Eksi rezerv şu demek; Merkez Bankası'nı açtığınız zaman kabaca 114 milyar dolar var, afaki konuşuyorum. Ama 178 milyar dolarlık borcu var, afaki olarak söylüyorum. Bundan hiç bahsetmiyor. Bakın başka ülkelerle Swap anlaşması yaparsanız o ülke karşısında artık güçlü olamazsınız. Borç alan emir alır.

Öncelikle bu krizin çözülmesi sadece ekonomi politikalarıyla olmaz. Hukukta, dış politikada atacağınız doğru adımlarla ekonomiyi ayağa kaldırabilirsiniz. Bu hükümetin de anlamadığı bu. AYM'nin kararlarını dinlemiyorum diyorsunuz, demokrasiye inanmıyorum diyorsunuz ve böyle oluyor.

"Altı ay kesinlikle yetecek her şeyi toparlamak için"

Parlamenter sistem isteyen diğer partilerle masaya koyduk sistemimizi, sonrasında da yol haritamıza çalışacağız. Biz zaten kendi partimiz içinde çalışıyoruz. Mesela parlamenter sistemi isteyen kesimin Cumhurbaşkanı adayı veya adaylarının baştan açıkça nasıl çalışacaklarını deklare etmeleri gerekiyor. Altı ay kesinlikle yetecek her şeyi toparlamak için, iki sene falan dendiğinde biz bundan şüphe duyarız. Her şeyde anlaştıysak, tamamdır. Vakti geldiğinde yol haritamızı konuşuruz.

Ekonomiden bahsediyoruz devamlı ama bu sınırlı bir alan. Biz her alanda çalışıyoruz.

Türkiye'yi yönetecek bir insanın vatandaşı ikna etmesi gerekiyor, berrak olunmalı, hedef sadece Erdoğan'ı göndermek değil. Bu yüzden biz devamlı çalışıp planlarımızı ve bütçelerimizi paylaşıyoruz. Mesela afet yöneyimi, tarım planı hepsini gün gün açıkladık.

Biz şu an bir ittifakta değiliz ama parlamenter sistem isteyen partilerden biriyiz. Eğer bir ittifak olursa, ittifak yapacak partilerin tek bir adayla girmesini biz de destekleriz. Ama ayrı ayrı seçime gireceksek her partinin genel başkanı olacak.
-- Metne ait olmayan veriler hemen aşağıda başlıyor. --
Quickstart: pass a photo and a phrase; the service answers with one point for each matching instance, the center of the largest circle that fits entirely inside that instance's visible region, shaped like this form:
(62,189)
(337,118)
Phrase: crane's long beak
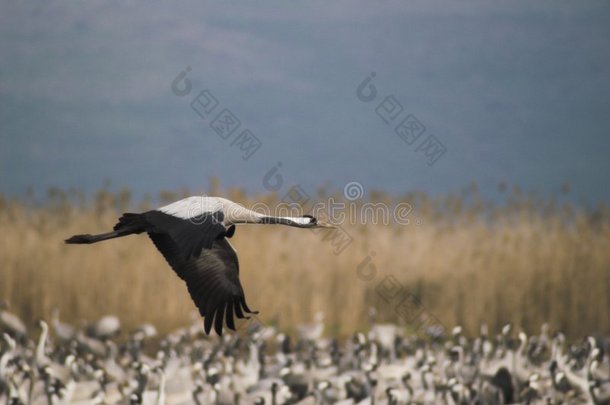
(323,224)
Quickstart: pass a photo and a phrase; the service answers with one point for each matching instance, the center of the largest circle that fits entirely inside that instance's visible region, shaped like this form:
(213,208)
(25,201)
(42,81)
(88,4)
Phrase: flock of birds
(99,364)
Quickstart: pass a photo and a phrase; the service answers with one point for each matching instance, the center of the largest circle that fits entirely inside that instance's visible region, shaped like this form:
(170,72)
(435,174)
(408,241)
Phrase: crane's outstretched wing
(212,279)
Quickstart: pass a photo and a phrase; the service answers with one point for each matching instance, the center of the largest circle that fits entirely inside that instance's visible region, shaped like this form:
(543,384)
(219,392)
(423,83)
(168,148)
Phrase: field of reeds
(460,260)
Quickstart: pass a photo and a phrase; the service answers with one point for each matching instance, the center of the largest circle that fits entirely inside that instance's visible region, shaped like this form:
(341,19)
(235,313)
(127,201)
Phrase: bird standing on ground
(192,235)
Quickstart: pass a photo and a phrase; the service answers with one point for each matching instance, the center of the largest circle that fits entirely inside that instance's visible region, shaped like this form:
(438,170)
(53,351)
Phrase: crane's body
(192,235)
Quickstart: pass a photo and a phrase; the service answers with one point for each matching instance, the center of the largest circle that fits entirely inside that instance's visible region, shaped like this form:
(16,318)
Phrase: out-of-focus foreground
(460,260)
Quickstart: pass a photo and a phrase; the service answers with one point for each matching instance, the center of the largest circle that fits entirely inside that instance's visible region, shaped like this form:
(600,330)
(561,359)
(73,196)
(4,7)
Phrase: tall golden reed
(526,261)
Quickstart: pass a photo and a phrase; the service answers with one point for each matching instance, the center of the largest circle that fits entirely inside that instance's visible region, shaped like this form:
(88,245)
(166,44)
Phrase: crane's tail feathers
(80,239)
(128,224)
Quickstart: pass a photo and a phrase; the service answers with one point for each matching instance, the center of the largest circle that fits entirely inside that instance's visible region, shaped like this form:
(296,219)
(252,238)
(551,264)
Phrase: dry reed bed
(527,262)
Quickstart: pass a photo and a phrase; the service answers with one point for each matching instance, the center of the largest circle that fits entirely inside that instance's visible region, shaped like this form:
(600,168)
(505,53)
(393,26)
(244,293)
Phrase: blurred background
(489,119)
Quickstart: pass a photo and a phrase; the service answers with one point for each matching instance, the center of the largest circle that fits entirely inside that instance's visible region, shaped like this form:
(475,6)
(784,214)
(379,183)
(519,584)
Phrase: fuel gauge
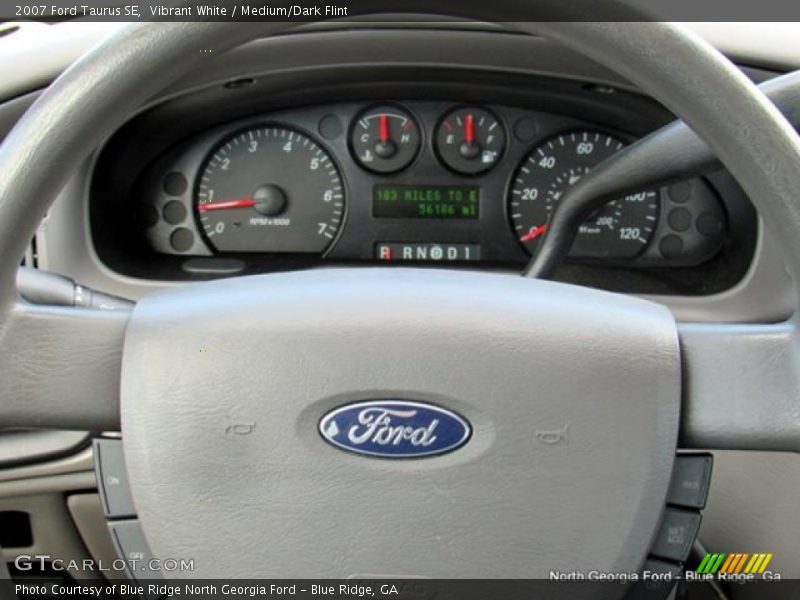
(385,139)
(470,140)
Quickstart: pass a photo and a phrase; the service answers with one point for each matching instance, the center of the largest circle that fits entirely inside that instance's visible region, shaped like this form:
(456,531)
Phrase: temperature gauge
(470,140)
(385,139)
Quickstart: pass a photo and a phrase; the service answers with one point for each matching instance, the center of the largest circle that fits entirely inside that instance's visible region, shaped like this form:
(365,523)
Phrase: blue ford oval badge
(394,428)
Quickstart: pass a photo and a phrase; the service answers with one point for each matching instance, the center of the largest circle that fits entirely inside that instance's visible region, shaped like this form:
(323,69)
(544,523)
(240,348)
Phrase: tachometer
(270,189)
(621,229)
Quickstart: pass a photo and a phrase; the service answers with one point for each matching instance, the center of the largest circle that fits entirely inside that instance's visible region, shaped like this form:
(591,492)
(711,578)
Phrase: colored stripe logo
(734,563)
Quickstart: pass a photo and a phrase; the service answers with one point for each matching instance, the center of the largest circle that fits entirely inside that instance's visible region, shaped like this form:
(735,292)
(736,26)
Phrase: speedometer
(270,189)
(621,229)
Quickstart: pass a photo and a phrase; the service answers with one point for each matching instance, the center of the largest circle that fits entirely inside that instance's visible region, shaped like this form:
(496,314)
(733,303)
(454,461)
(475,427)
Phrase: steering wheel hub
(572,396)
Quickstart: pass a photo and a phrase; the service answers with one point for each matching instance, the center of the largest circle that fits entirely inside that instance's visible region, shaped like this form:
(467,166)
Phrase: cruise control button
(132,547)
(676,535)
(112,479)
(691,477)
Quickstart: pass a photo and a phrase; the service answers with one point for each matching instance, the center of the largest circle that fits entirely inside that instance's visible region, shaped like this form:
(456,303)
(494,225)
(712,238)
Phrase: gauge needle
(469,129)
(225,204)
(534,233)
(383,121)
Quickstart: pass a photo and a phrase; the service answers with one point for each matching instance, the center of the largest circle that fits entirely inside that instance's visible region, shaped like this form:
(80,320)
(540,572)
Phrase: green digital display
(426,201)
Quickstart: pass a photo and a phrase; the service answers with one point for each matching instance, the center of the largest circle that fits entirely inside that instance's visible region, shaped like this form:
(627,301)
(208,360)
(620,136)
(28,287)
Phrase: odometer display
(270,189)
(426,201)
(621,229)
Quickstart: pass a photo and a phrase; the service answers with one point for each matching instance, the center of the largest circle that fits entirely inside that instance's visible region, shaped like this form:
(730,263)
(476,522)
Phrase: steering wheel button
(112,479)
(676,534)
(175,184)
(679,219)
(691,477)
(680,192)
(671,246)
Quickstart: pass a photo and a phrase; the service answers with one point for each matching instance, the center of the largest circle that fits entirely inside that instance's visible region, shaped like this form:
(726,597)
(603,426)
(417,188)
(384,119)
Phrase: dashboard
(411,182)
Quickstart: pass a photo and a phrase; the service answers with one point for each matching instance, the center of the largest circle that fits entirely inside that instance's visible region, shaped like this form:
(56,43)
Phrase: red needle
(225,204)
(534,233)
(469,129)
(384,125)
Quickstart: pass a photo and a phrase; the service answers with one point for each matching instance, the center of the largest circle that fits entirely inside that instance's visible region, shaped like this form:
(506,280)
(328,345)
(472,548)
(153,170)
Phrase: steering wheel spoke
(61,367)
(741,387)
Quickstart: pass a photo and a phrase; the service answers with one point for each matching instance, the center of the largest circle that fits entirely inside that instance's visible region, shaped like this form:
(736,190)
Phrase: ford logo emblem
(394,429)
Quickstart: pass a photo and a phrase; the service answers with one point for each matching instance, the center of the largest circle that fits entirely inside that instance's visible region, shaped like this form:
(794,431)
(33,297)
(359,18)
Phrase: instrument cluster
(411,182)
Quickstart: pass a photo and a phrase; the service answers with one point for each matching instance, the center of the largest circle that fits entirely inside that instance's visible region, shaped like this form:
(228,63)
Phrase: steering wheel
(223,384)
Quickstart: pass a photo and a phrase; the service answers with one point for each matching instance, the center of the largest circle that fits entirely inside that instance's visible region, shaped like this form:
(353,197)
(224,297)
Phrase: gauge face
(621,229)
(270,189)
(470,140)
(385,139)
Ülkenin her zaman dış politikada kıskananları olabilir. Ama bir ülkenin başındaki ismin ülkeyi güven de tutacak adımları atması gerekir. Merkez Bankası'ndan cayır cayır döviz satmakla bu iş olmaz. Erdoğan, sadece başarıyı sahiplenip başarısızlıklar için düşman yaratmak istiyor."

Bu ayın sonunda Merkez Bankası'nın Para Politikası Kurulu var. Ne olacak? Bilmiyoruz, MB de bilmiyor. Erdoğan ne derse o.

"Baraj derdimiz olmayacak"

İnsanların sosyal medya paylaşımından ifadeye çağrıldığı ülkede telefondan yapılan seçim anketlerine itimat olmaz. Orada tabi ki iktidara oy veriyorum deyip telefonu kapatacaklar. Bizim partimizin büyük ilgi gördüğünü biz bizzat biliyoruz, sahadayız çünkü. Bizim baraj derdimiz olmayacak, biliyoruz. Türkiye'de söz sahibi olan partilerden biri olacağız, eminiz.

Osmangazi Köprüsü'ndeki zam. Şimdi, bu projeler hep dövizle borçlanarak yapıldı. Dolayısıyla şu an altından kalkamıyorlar. Yani yine bunun temelinde döviz kurundaki artış var. Biz bu büyük projeleri destekliyoruz. Ama açık ihaleyle, şeffaf yapılsın ki, en ucuza kim yapıyorsa o alsın. Ama böyle yapılmadı bunlar. Maliyet çok fazlaydı.

Ben bunları bu ülkeyi iki ekonomik krizden çıkarmış bir ekibin başında olan isim olarak anlatıyorum. Her şey güvenle çözülür."